THE DETAILS: Dr. Schecter's most recent study was intended to detect polybrominated diphenyl ethers (PBDEs), a class of very nonbiodegradable flame retardants that have been used in electronics, furniture, and automobiles. Many have already been banned because of links to thyroid problems, learning disorders, and female infertility. Based on previous research from other countries, his team knew that butter was a good medium for detecting PBDEs, because the chemicals build up in the body fat of animals. They purchased 10 random butter samples from five grocery stores in Dallas and then analyzed those samples in a lab. All the butter samples were sold in sticks wrapped in paper (versus tubs of butter).
All 10 samples had some level of PBDE contamination, but the levels varied from sample to sample. One sample, though, had 280 times higher levels of PBDEs than the sample with the lowest levels; the researchers noted that it was the worst documented case of PBDE contamination of food they'd ever seen. That sample also happened to be the only butter sample for which they still had the wrapper. When it was analyzed, the researchers found that the wrapper had twice as much PBDE contamination as the butter itself.

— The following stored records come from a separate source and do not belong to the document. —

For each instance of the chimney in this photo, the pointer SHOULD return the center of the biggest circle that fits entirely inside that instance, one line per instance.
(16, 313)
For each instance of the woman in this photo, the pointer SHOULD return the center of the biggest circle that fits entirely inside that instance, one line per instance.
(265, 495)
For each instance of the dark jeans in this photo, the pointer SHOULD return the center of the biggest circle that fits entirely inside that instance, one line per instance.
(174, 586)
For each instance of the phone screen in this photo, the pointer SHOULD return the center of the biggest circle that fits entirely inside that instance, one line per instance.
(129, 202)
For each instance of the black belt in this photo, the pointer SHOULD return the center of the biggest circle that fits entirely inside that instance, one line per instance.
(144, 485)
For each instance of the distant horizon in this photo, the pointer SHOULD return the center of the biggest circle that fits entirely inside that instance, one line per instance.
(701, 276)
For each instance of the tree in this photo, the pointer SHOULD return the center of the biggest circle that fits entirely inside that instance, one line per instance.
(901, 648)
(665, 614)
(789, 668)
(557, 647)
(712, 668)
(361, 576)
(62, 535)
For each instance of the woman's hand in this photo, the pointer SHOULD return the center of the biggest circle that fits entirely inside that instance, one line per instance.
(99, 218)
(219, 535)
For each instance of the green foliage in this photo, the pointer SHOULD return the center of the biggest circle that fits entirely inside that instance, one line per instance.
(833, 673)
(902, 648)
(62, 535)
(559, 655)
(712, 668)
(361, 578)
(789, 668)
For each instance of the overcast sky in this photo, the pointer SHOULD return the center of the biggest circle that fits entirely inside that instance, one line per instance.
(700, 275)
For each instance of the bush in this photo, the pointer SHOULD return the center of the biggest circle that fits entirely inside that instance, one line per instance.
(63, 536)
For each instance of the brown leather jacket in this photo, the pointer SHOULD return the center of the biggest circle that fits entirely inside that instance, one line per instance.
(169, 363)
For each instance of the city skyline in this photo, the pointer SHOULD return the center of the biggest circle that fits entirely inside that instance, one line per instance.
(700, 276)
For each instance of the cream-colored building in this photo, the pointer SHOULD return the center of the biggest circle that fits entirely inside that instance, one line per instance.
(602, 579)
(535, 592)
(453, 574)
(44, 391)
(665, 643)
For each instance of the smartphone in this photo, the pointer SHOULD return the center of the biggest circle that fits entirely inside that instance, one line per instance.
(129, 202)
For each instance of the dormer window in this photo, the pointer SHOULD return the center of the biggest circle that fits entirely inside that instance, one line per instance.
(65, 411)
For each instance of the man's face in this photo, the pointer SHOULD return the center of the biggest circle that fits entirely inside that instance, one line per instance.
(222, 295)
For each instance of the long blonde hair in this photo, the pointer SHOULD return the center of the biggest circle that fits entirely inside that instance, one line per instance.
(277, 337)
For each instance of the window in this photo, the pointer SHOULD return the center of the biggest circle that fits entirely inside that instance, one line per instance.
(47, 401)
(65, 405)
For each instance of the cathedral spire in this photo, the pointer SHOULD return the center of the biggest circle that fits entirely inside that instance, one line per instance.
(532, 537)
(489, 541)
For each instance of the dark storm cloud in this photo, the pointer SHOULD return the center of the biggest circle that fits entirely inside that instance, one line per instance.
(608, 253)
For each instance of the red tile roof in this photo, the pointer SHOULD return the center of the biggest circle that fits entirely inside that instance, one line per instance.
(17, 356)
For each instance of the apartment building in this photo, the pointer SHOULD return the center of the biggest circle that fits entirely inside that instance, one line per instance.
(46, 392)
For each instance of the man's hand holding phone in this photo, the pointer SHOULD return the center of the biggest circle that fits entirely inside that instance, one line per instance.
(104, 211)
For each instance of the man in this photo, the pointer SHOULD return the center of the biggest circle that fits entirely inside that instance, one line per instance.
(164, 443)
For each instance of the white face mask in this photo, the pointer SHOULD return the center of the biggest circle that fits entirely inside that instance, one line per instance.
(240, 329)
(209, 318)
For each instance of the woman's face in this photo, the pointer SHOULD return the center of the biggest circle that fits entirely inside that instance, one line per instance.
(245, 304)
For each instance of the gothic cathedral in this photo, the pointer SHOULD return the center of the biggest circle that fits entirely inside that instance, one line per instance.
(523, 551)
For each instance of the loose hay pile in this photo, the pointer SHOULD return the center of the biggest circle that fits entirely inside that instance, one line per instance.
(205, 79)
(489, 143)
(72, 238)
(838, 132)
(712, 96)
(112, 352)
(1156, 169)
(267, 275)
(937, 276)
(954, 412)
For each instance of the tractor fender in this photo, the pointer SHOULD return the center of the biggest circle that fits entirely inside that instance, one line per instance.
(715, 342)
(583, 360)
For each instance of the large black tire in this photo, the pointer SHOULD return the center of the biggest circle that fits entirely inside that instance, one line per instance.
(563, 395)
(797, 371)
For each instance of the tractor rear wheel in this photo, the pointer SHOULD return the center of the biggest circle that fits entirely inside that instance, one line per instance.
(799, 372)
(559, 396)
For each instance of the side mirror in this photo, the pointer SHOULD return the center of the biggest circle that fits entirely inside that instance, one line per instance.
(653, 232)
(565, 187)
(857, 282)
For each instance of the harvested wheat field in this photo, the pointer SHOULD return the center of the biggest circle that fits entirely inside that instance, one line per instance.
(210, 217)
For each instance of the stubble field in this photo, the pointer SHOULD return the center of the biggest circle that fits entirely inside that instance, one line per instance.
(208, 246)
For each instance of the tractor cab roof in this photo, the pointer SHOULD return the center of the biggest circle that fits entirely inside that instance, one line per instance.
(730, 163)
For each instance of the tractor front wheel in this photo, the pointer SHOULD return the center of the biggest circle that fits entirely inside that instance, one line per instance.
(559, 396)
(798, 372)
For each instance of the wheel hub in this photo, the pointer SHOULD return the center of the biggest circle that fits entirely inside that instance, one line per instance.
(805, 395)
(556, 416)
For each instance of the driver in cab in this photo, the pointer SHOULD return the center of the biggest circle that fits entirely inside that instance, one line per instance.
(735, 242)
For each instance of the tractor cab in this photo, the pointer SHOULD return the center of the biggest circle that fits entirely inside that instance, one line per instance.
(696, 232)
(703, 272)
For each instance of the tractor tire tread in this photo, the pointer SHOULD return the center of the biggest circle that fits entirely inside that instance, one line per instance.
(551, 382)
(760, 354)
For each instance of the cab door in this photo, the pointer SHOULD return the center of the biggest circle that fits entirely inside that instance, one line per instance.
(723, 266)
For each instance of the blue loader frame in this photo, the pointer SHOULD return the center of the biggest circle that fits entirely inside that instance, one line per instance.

Some of the butter samples had levels of PBDE formulations that, now banned, were once used in automobiles and in furniture, suggesting that those formulations are persistent in the environment, lingering in the food and water that animals eat. But the high levels of PBDEs found in the tenth sample and its corresponding wrapper were those used in electronics, leading the authors to conclude that the food packaging was likely a primary source of contamination. It's likely the packaging was contaminated by electronics before it reached the butter processing plant, Dr. Schecter says. He isn't sure how, but one possibility could be that the chemicals came from the printer that gives butter wrappers those handy tablespoon markings and the company's branding logos.